「 指切りげんまん嘘ついたら針千本のま〜す」

えっと、何の指切り?

あなたは、誰?

ジリリリリ

そう問いかけた時、目覚まし時計は6時半を指して鳴った。

「 う〜ん」

まだ、眠い中、半分頭がボ〜としながら、私は起き上がる。

また、この夢かぁ…

同じ夢、何度も見るんだけど、誰と何の指切りをしているのかが分からないだよね。

もどかしいような、消化不良を起こして胸がつかえたような気持ちになりながら、モソモソとベッドから起き上がると制服へと着替える。

私の人生においての謎はこの夢なんだよね。もっとも私の人生なんて、高2だから17年なんだけどね〜。幼稚園くらいから、よく見るんだよね。この夢。



「ちょっと、清麗、何、ぼーっとしてんの? 早くご飯食べちゃいなさい」

お母さんの声で、夢の事を考えていた私はハッと我に返った。

夢もだけど、ホント、この名前どーよ? 清く麗しくなって欲しいで、清麗、せいれいってさ。フツー、女の子に付けるか?

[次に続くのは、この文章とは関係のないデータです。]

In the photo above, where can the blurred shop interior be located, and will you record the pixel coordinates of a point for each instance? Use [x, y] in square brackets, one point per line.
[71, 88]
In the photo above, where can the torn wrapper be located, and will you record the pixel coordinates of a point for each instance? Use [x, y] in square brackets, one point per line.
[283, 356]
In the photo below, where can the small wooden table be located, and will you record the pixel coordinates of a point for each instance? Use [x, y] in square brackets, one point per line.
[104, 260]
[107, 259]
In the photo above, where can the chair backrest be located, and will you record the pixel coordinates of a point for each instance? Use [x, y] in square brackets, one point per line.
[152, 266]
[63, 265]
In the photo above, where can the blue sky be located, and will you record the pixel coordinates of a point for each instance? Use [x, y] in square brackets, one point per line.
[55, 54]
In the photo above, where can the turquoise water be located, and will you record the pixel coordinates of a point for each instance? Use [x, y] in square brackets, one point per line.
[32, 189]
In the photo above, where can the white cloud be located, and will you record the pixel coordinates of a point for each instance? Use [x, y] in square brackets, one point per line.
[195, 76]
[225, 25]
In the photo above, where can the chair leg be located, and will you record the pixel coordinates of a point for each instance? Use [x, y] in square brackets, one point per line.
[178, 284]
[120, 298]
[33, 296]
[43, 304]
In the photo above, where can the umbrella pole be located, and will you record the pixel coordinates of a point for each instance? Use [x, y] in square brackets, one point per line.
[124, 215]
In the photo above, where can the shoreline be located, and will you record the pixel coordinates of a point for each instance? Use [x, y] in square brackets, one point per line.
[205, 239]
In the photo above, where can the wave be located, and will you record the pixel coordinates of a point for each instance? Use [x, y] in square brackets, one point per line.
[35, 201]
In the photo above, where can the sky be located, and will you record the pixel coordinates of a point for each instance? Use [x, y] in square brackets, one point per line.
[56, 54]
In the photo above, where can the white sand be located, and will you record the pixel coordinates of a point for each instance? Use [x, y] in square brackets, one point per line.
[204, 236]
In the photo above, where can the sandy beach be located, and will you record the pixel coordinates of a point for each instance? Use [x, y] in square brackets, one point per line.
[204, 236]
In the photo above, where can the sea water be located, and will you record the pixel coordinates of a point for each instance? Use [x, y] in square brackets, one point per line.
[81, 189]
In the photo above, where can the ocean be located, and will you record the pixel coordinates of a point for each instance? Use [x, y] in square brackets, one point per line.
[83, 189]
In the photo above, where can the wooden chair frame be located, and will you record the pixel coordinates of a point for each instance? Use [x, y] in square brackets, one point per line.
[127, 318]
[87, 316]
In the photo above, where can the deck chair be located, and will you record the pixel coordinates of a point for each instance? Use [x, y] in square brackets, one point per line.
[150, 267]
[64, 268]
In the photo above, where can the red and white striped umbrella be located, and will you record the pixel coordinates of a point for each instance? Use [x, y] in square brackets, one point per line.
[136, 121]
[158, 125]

フツーはつけないだろう…。親は、あんまり知らないだろうけど、この名前のお陰で、私がどれだけ苦労してきたことか…。変な名前なんで、小学生の頃はからかわれ、中学、高校でもすぐ名前覚えられて、オチは変わった名前ねだった。しかも、名字が有栖川だから、更に強烈だよね




夢と名前のことで、朝から色にすると灰色っぽい気分になりながら学校へ行くと、教室に入った途端、私の前の席の優梨が、

「ちょっと、ちょっと、清麗。今日転校生が来るんだってよ〜」

と、嬉しそうに教えてくれた。

「え、転校生? でも、うちのクラスに来るかどうか分かんないよね」

「それが、さ。さっき職員室へ行った真知子が、霧野先生に教頭先生が、転校生が転校生なだけに大変だと思うが、ま、一つよろしく頼むよって言ってるのを聞いたんだって」

霧野先生は、うちのクラスの担任だ。そにしても…、

「何? その転校生が転校生なだけにってのは」

「よく、分かんない。でも、もしかしたら、芸能人みたいに超カッコ良い男子なのかもね」

「えっ、男子なの?」

優梨の答えに私が訊くと、

「ううん。男子か女子か分かんないんだけど、私達女子は男子の転校生であって欲しいと思っているし、男子は女子を期待してるみたいね」

ふーん。そうなのかぁ。でも、10月の頭に転校して来る転校生って? まぁ、この学校は長崎市内でも5本の指に入る進学校だから、不良とかではないと思うけど…。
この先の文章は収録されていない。